Muddled vs. Clear and Exact

December 30, 2013 2 mins read

The workplace is full of contradictions: For example, you have to simultaneously abide by the two conflicting maxims “Keep a clear head” and “Ignorance is bliss”.

On important matters, be clear and exact; on trivial matters, don’t.

There are two types of important matter: The first are related to the company; for example, your work, tasks assigned by the leadership, and company targets. The second are your own important matters; for example, your contract, salary, benefits, and possible promotions. When these matters are concerned, you have to be clear and sharp. For everything else—trivial matters—there is no need.

During meetings, be clear and exact; after meetings, don’t.

Meetings should be treated as official functions. Everyone’s comments are recorded, so be sure to think before you open your mouth, and make sure your opinions are clear and well-prepared. After the meeting, you should be less clear and precise—don’t go around telling everyone where you stand on this and that issue.

At work, be clear and exact; in personal matters, don’t.

Where your work is concerned, you must be clear and exact: There is absolutely no room for muddled opinions or grey areas. Do your best to avoid language like ‘probably’, ‘maybe’, and ‘it seems like’. Dealing with personal matters, however, is a different story: There are a huge number of variables, many of which are extremely subtle. You frequently have to act as mediator and diplomat; don’t go around telling everyone your opinions about everything, don’t talk behind people’s backs. Remember, sometimes ignorance is bliss.

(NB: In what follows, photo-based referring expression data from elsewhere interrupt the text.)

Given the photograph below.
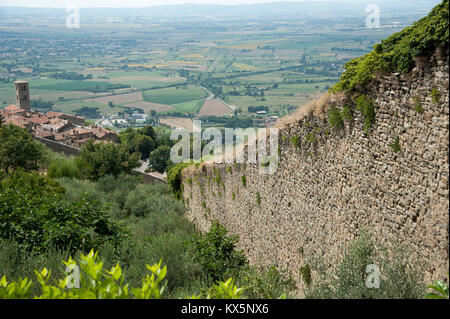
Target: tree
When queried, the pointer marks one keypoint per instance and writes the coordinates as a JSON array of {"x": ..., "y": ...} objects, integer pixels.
[
  {"x": 34, "y": 214},
  {"x": 159, "y": 159},
  {"x": 18, "y": 150},
  {"x": 144, "y": 145},
  {"x": 98, "y": 160}
]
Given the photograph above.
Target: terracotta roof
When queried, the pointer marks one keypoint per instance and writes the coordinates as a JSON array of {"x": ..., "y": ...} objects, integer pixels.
[
  {"x": 44, "y": 134},
  {"x": 38, "y": 119},
  {"x": 18, "y": 121},
  {"x": 79, "y": 131},
  {"x": 100, "y": 132},
  {"x": 14, "y": 109},
  {"x": 53, "y": 114}
]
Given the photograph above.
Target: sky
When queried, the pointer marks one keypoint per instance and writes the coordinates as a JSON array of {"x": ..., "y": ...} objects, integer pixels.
[{"x": 125, "y": 3}]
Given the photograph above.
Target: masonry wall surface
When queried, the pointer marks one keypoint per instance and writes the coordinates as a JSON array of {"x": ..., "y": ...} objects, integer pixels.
[{"x": 324, "y": 193}]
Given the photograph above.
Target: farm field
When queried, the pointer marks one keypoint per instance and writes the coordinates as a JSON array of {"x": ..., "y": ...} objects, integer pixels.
[
  {"x": 177, "y": 71},
  {"x": 178, "y": 123},
  {"x": 174, "y": 95},
  {"x": 214, "y": 107}
]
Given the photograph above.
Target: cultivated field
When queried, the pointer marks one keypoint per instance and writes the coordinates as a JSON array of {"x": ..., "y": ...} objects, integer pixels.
[
  {"x": 178, "y": 123},
  {"x": 214, "y": 107}
]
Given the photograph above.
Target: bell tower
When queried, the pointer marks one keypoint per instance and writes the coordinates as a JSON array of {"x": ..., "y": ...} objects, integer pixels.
[{"x": 22, "y": 95}]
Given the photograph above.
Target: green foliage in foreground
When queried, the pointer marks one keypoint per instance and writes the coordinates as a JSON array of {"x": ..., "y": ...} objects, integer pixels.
[
  {"x": 401, "y": 277},
  {"x": 439, "y": 291},
  {"x": 34, "y": 213},
  {"x": 98, "y": 160},
  {"x": 397, "y": 53},
  {"x": 95, "y": 282}
]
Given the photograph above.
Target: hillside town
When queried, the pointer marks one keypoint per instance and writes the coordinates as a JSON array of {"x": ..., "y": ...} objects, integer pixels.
[{"x": 56, "y": 126}]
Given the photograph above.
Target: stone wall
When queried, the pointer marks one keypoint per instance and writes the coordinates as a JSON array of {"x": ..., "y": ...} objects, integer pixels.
[{"x": 325, "y": 192}]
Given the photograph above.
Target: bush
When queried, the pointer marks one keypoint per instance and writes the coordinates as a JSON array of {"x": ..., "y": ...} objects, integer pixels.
[
  {"x": 295, "y": 141},
  {"x": 98, "y": 160},
  {"x": 395, "y": 145},
  {"x": 269, "y": 284},
  {"x": 367, "y": 107},
  {"x": 400, "y": 277},
  {"x": 18, "y": 150},
  {"x": 335, "y": 118},
  {"x": 33, "y": 212},
  {"x": 216, "y": 253},
  {"x": 174, "y": 177},
  {"x": 418, "y": 105},
  {"x": 435, "y": 95},
  {"x": 244, "y": 180},
  {"x": 397, "y": 53},
  {"x": 63, "y": 167}
]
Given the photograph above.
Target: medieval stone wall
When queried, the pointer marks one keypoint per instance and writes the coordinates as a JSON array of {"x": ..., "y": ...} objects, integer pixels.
[{"x": 343, "y": 181}]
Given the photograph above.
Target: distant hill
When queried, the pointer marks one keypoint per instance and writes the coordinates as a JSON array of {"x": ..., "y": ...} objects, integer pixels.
[{"x": 295, "y": 9}]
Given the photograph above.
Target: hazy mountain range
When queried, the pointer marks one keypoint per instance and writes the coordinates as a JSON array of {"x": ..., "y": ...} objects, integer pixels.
[{"x": 334, "y": 8}]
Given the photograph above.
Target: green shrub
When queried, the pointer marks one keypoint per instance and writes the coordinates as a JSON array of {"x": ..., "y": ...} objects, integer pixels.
[
  {"x": 395, "y": 145},
  {"x": 305, "y": 271},
  {"x": 311, "y": 138},
  {"x": 347, "y": 113},
  {"x": 335, "y": 118},
  {"x": 401, "y": 277},
  {"x": 367, "y": 107},
  {"x": 268, "y": 284},
  {"x": 63, "y": 167},
  {"x": 217, "y": 253},
  {"x": 151, "y": 199},
  {"x": 397, "y": 53},
  {"x": 258, "y": 199},
  {"x": 174, "y": 179},
  {"x": 418, "y": 104},
  {"x": 244, "y": 180},
  {"x": 98, "y": 160},
  {"x": 18, "y": 149},
  {"x": 439, "y": 291},
  {"x": 34, "y": 213},
  {"x": 295, "y": 141}
]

On the clock, be clear and exact; off the clock, don’t.

When at work, you are mostly dealing with important matters, so maintain a clear head. When off the clock and enjoying a relaxed chat with colleagues, however, it’s best not to be overly clear or exact.

When you are well-prepared, be clear and exact; when you are not, don’t.

When at work, you will be presented with a huge array of different issues. For those which you have already thought through, you can be clear and exact in presenting your opinions—this is a good chance to show off your unique viewpoints and recommendations. For issues which come up suddenly and for which you haven’t had adequate time to prepare, don’t be overly clear, precise and exact right off the bat—only after giving yourself a chance to think through the issue should you stake out your viewpoint.